Do Estadão. Funcionou a rebelião da base aliada, capitaneada pelo PMDB, para forçar o governo a liberar recursos de emendas parlamentares, retidos por conta...

Do Estadão.

Funcionou a rebelião da base aliada, capitaneada pelo PMDB, para forçar o governo a liberar recursos de emendas parlamentares, retidos por conta da queda de arrecadação federal. Após quase duas horas de reunião com os líderes dos partidos aliados, ontem, o ministro do Planejamento, Paulo Bernardo, comprometeu-se a liberar quatro parcelas de R$ 1 bilhão, uma por mês, de setembro até dezembro.

A primeira parcela, conforme o cronograma enviado ao deputado Gilmar Machado (PT-MG), da Comissão Mista de Orçamento, será liberada já na próxima semana.
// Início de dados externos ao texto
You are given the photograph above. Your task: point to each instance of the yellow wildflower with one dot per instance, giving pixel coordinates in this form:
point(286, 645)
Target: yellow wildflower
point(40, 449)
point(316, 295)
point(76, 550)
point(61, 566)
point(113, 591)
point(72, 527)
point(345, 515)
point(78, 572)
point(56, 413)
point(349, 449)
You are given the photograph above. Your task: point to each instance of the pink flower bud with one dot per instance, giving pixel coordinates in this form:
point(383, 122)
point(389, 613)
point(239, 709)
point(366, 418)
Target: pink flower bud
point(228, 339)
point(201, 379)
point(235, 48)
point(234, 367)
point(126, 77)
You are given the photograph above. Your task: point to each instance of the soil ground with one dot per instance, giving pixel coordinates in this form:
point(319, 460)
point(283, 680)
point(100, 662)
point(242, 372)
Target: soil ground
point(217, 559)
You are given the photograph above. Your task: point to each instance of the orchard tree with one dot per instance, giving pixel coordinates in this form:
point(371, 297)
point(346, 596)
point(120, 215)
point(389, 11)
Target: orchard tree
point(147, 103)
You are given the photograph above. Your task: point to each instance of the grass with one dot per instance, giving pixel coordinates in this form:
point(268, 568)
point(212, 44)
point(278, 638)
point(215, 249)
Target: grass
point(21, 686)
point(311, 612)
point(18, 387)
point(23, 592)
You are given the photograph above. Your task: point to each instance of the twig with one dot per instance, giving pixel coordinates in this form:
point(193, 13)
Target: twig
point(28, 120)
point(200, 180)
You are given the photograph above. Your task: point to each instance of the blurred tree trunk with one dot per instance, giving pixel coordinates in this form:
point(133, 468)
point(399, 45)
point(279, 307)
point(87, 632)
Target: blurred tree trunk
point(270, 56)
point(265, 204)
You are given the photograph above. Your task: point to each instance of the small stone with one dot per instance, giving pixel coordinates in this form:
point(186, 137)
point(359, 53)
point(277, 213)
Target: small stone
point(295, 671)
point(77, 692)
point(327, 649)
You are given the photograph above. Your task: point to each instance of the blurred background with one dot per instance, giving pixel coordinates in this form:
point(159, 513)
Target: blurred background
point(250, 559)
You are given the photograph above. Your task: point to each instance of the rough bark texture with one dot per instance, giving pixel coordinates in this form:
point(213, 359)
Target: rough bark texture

Como o governo já havia liberado R$ 1,2 bilhão há 20 dias, ficarão faltando cerca de R$ 800 milhões para fechar a conta dos R$ 6 bilhões previstos no Orçamento de 2009 para emendas individuais de parlamentares de todos os Estados. “Temos de ser realistas, está de bom tamanho”, comentou Machado.

Apesar do corte, que será definido por critérios técnicos, os líderes saíram da reunião satisfeitos e suspenderam o boicote branco que haviam desencadeado nos trabalhos do Congresso. “Cheguei pessimista, mas saio otimista”, resumiu o deputado Henrique Eduardo Alves (RN), líder do PMDB na Câmara e cabeça da rebelião. “A reunião foi produtiva e o problema está equacionado”, garantiu o ministro das Relações Institucionais, José Múcio Monteiro, que intermediou o acordo para pôr fim à crise.

INTRANSIGÊNCIA

Bernardo ainda tentou condicionar as três parcelas finais (outubro, novembro e dezembro) à recuperação da arrecadação da Receita, mas teve de se render à intransigência da base. “Fiz uma cobrança séria, altiva, em nome do Parlamento, não de um partido ou bancada, para que o Executivo cumpra sua parte e respeite a lei de execução orçamentária”, disse Alves, observando que o ministro prometeu uma solução rápida. “Demos a ele um crédito e acho que desta vez será cumprido.”

O líder do governo na Câmara, Henrique Fontana (PT-RS), negou que tenha havido barganha com o governo, mas “exigência do cumprimento correto da execução orçamentária”, que a seu ver será feita com responsabilidade e de acordo com as disponibilidades de caixa.

Depois de conversar com o presidente Luiz Inácio Lula da Silva e os ministros da área econômica, aos quais fez um relato preocupante dos danos causados no Orçamento com a queda de arrecadação, Bernardo foi orientado a encontrar uma solução para contornar a crise com a base. Mas o episódio mostrou ao governo, mais uma vez, o apetite insaciável do principal parceiro na aliança, o PMDB.

BARGANHA

Embora acostumado com a barganha por cargos, recursos e poder dentro da base, o núcleo central do governo ficou impressionado com o desembaraço a que chegou o PMDB na cobrança de compensações.